As with Jahn, Skipp notes increasing scrutiny of distributors by an alphabet soup of regulator agencies, including EPA, OSHA and DHS but also the Department of Transportation (DOT). "I can't remember a time when things have been so extreme in both enforcement and the fines being levied right now," Skipp says.

And, like Jahn, he cites the new regulatory philosophy of "find and fine". The impact of ramped-up enforcement can be profound for NACD member firms, Skipp notes.

"Most of our members are owner-managed businesses," he adds, "and that means that for most of them, it's not just 'a job', it's their livelihood - and for many of them it is the most significant investment they have personally.

"So it's not just business, it's a matter of name and reputation, and we take these things seriously. We all have a vested interest in making sure that we do things right for our customers, our employees and our communities, so in these regulatory matters there is a higher level of sensitivity.

"We look at our businesses in a more critical way to ensure that we are doing things right, and our job at NACD is to help our members and business leaders to be aware of the various challenges ahead, even if they might not see them on a day-to-day basis."

Skipp says that NACD member firms understand that regulatory agencies have the statutory right and authority to issue fines, "but it is important that our members are aware and sensitive to the fact that it is a different game right now."

"We're not complaining or whining about the increased scrutiny," Skipp says. "And I have every confidence that EPA is looking to keep us safe - but it is a matter of degrees on rules interpretation and how fines are being meted out."

He says that NACD and its government relations staff seek to advocate for the members but also to reach out to regulators. "We want to be proactive with regulators," he says. "What is the goal here? Is it to make industry and people safe, or is it just to get fines revenue and justification for EPA, OSHA, DOT and DHS? I see the merits of all these programs, and we are better off because of their work, but it is a matter of degree."

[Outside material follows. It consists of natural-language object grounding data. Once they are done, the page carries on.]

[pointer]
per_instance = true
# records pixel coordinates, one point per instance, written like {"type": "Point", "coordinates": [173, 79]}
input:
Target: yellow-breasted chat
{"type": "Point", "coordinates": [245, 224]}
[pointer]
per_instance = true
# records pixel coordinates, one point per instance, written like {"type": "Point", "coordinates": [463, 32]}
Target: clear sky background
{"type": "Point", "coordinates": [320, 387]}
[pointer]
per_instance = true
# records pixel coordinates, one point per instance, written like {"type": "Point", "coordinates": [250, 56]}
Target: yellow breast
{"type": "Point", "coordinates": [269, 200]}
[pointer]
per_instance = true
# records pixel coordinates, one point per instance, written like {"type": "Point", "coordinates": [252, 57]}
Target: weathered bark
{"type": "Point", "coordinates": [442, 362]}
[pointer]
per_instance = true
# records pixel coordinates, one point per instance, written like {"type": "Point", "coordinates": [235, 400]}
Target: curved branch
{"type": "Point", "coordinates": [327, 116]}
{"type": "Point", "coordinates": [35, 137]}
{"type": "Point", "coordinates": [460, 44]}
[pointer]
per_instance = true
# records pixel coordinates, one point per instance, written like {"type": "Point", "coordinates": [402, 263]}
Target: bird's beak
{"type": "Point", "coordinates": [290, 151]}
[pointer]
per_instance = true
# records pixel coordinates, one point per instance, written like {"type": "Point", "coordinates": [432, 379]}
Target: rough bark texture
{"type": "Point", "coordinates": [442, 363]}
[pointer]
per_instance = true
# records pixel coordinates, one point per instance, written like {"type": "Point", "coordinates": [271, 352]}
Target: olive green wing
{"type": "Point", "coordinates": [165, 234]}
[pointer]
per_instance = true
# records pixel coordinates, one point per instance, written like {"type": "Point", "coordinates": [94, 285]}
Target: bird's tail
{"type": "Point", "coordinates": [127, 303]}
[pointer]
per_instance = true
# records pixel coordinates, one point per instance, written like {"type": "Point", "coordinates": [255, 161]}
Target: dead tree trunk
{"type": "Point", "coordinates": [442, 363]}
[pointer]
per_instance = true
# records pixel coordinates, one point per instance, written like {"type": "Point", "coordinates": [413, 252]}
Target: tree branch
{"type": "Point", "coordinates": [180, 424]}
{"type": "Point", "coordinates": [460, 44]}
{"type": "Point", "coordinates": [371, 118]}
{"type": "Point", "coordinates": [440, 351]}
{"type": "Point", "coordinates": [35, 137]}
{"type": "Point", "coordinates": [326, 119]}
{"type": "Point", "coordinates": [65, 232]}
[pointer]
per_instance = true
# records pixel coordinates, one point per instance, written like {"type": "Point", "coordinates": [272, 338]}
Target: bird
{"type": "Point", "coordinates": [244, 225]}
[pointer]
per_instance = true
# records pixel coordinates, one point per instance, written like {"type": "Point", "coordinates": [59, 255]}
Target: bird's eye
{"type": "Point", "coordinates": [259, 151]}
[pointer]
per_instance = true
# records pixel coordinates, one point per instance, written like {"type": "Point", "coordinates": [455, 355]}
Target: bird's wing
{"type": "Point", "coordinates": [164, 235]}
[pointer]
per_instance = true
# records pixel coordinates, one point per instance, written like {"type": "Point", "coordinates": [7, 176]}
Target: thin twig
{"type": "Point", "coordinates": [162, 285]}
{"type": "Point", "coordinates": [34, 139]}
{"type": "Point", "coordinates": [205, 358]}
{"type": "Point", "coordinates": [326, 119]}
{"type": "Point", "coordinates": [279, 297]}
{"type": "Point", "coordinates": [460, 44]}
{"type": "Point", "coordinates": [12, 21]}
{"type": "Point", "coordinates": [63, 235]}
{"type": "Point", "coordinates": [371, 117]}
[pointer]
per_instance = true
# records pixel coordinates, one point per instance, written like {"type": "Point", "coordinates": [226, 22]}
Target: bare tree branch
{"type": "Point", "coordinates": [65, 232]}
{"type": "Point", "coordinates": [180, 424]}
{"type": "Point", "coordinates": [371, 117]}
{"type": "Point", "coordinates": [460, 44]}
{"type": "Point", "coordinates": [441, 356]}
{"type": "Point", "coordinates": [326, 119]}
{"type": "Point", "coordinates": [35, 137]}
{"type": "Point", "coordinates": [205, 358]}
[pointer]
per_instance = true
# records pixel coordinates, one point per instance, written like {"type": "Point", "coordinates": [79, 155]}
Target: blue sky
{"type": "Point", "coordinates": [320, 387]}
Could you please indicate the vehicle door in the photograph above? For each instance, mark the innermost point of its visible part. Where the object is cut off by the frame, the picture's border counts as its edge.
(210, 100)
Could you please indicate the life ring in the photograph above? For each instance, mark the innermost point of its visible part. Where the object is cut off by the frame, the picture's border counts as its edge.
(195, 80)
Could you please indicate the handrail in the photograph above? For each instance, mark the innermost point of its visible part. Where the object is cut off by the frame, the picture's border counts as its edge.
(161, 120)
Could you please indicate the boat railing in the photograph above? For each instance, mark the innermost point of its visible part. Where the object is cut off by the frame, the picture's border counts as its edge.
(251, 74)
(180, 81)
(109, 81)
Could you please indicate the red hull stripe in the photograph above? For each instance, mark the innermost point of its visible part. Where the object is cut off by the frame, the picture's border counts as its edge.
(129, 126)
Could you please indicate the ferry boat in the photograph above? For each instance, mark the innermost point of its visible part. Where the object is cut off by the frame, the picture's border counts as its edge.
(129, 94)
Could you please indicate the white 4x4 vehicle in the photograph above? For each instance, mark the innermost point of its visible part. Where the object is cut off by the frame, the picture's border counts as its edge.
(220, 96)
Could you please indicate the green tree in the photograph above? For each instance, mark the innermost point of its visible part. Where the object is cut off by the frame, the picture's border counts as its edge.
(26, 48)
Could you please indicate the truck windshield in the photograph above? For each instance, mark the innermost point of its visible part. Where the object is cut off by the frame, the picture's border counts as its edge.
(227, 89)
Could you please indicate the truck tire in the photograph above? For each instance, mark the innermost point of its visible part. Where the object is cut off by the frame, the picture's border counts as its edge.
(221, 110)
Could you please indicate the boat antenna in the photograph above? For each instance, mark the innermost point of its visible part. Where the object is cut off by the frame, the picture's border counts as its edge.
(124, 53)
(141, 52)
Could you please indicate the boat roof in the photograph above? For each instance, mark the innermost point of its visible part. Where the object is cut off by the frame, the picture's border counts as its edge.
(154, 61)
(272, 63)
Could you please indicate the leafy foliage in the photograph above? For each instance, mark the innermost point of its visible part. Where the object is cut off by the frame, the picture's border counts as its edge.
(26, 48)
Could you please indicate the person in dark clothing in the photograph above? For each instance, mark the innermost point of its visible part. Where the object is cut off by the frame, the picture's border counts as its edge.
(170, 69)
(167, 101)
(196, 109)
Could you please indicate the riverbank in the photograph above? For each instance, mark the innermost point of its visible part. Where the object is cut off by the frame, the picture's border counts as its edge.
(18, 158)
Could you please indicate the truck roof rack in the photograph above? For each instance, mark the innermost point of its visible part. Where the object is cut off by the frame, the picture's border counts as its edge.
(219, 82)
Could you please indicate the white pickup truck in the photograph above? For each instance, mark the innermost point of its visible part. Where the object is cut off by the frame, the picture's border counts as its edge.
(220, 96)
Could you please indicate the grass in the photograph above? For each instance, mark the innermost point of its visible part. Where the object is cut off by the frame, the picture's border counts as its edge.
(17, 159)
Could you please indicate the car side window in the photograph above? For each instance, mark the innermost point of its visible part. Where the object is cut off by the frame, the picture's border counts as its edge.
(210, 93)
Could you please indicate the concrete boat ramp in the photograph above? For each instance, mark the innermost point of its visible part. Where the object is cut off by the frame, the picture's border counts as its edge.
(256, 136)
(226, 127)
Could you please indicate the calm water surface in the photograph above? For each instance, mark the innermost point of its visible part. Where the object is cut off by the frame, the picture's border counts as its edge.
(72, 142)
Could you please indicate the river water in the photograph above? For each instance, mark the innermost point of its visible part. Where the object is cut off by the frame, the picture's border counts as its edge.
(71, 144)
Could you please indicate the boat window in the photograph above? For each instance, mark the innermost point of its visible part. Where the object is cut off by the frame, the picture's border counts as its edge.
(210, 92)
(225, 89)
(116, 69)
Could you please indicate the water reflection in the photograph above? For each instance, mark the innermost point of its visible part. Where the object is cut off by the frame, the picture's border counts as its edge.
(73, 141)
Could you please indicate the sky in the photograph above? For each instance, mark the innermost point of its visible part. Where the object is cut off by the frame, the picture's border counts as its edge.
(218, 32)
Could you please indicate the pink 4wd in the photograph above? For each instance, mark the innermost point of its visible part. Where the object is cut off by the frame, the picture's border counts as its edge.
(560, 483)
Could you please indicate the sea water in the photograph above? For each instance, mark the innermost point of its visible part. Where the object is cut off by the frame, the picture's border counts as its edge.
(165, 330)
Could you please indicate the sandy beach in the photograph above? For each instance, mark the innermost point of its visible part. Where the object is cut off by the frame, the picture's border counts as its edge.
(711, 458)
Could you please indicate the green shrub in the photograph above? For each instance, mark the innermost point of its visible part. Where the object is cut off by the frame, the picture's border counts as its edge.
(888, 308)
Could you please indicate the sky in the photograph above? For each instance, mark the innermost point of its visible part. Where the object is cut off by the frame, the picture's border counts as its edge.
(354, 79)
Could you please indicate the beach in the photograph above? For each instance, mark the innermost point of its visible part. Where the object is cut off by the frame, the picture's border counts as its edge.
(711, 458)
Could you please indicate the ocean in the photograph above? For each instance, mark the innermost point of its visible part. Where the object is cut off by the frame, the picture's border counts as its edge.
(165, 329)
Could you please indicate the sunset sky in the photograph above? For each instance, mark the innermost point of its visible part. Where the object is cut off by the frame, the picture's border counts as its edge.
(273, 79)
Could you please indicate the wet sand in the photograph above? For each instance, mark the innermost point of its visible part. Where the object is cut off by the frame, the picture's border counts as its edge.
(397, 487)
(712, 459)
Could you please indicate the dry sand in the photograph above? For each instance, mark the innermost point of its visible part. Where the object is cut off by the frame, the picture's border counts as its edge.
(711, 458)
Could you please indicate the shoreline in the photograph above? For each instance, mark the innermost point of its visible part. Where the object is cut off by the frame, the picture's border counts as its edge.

"We want to work cooperatively and more effectively with regulators," he adds, "and we want to be working together, rather than an adversarial relationship."

Toward that end, Skipp notes that NACD soon expects to hire another government relations professional, who will assist Jennifer Gibson, NACD's experienced vice president for government affairs.

"We can only work on those things that we can control, so we have to reach out and be proactive, and communicate to regulators what can help or hinder our businesses to operate," Skipp says. "We need dialogue, not argument," he concludes.